Saturday, June 18, 2005

(Past) The First Post



Musings on Annie Hall, Masculinity and 70s Action Cinema, Revolver and Vito Cipriani, Oliver Reed

Well, this is my first post. I'm reeling from watching Annie Hall. For a comedy, that movie sure is depressing. For the first time, I'm struck by how well-observed the character of Alvy (played by Woody Allen) is: I hate to say it, but in Alvy I recognise an exaggerated version of the 'tics' that have plagued my own dealings with the 'fairer sex'--hesitancy, insecurity, a fear of the vulnerability that accompanies revealing our emotions.

Yes, Alvy is a shorter version of a 'guy's guy': his whimpering persona is a hyperbolic representation of the flaws that govern mens behaviour.



As stated above, the name for this blog comes from the movie Blood in the Streets (also known as Revolver and In the Name of Love): Vito Cipriani is a character played by Oliver Reed. In the early 70s, Reed played a number of no-nonsense action characters, in movies like Sitting Target (directed by Douglas Hickox)--a classic that needs to be released on DVD right this minute (do ya hear me?)--and Don Medford's The Hunting Party (another of my favourite movies).

In Blood in the Streets Reed plays a prison warden whose wife is kidnapped.
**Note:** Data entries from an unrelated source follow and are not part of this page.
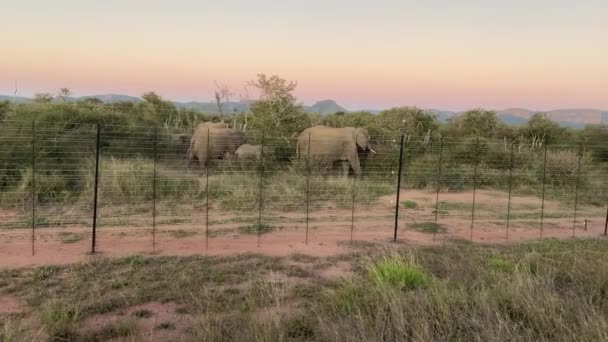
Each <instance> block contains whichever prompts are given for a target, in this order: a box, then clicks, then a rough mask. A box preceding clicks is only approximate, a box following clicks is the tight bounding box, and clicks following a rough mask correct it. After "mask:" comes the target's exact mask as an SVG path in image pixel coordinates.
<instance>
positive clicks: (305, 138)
mask: <svg viewBox="0 0 608 342" xmlns="http://www.w3.org/2000/svg"><path fill="white" fill-rule="evenodd" d="M369 152H371V153H376V151H374V150H373V149H372V148H371V146H370V144H369V134H368V133H367V130H366V129H365V128H354V127H344V128H333V127H326V126H314V127H311V128H307V129H305V130H304V131H303V132H302V133H301V134H300V136H299V137H298V143H297V147H296V153H297V156H298V159H305V158H308V156H310V159H311V160H315V161H317V162H319V163H321V164H323V165H329V166H331V165H332V164H333V163H334V162H336V161H341V162H342V171H343V174H344V176H345V177H348V174H349V171H350V170H351V169H352V170H353V173H354V175H355V177H360V176H361V160H360V155H361V154H363V155H365V158H367V154H368V153H369Z"/></svg>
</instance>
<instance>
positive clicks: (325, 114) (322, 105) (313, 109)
mask: <svg viewBox="0 0 608 342" xmlns="http://www.w3.org/2000/svg"><path fill="white" fill-rule="evenodd" d="M304 111H306V112H308V113H319V114H321V115H326V114H332V113H337V112H348V110H346V109H345V108H344V107H342V106H340V105H339V104H337V103H336V101H334V100H323V101H318V102H317V103H315V104H313V105H312V106H304Z"/></svg>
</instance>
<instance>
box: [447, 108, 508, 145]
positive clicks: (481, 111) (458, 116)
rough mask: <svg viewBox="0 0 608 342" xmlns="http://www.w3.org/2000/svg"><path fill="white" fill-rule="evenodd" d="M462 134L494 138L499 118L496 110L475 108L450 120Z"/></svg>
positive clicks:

I should point out that Reed's wife is played by the astoundingly gorgeous Agostina Belli: if only I could meet a woman like that.

Reed is forced by the kidnappers to release a prisoner, a petty thief played by Fabio Testi. At the end of the film, it is revealed that Reed's wife has been kidnapped by some French politicos who had arranged the assassination of another French politician/businessman, who had turned against his 'class' and threatened to expose some corruptions at the heart of the government. The politicos want Testi dead because he is the only man who knows that the man the politicos had accused of the murder (Testi's friend) was dead before the assassination took place. At the end of the movie, Reed is offered a choice: kill Testi and get his wife back, or let Testi live (and reveal the conspiracy) and suffer the consequences (Reed's wife to be accused of the murder of a musician, and Reed's career to be destroyed). As Reed is told by one of the politicos, 'Society has many means of protecting itself: bureaucracy, red tape... and the revolver'.

Reed makes the choice: he kills Testi, and his wife is returned to him. However, in the closing shot his wife realises what has happened and backs away from Reed: Reed has fought hard, but has ultimately alienated the wife he loves and for whom he has struggled.

Reed is brilliant in this movie: tough, tender and desperate in all the right places. And it's this 'old school' idea of masculinity and its treatment in popular culture that I want to celebrate and examine in this blog.

Okay, now that long-winded introduction is over, let the good times roll.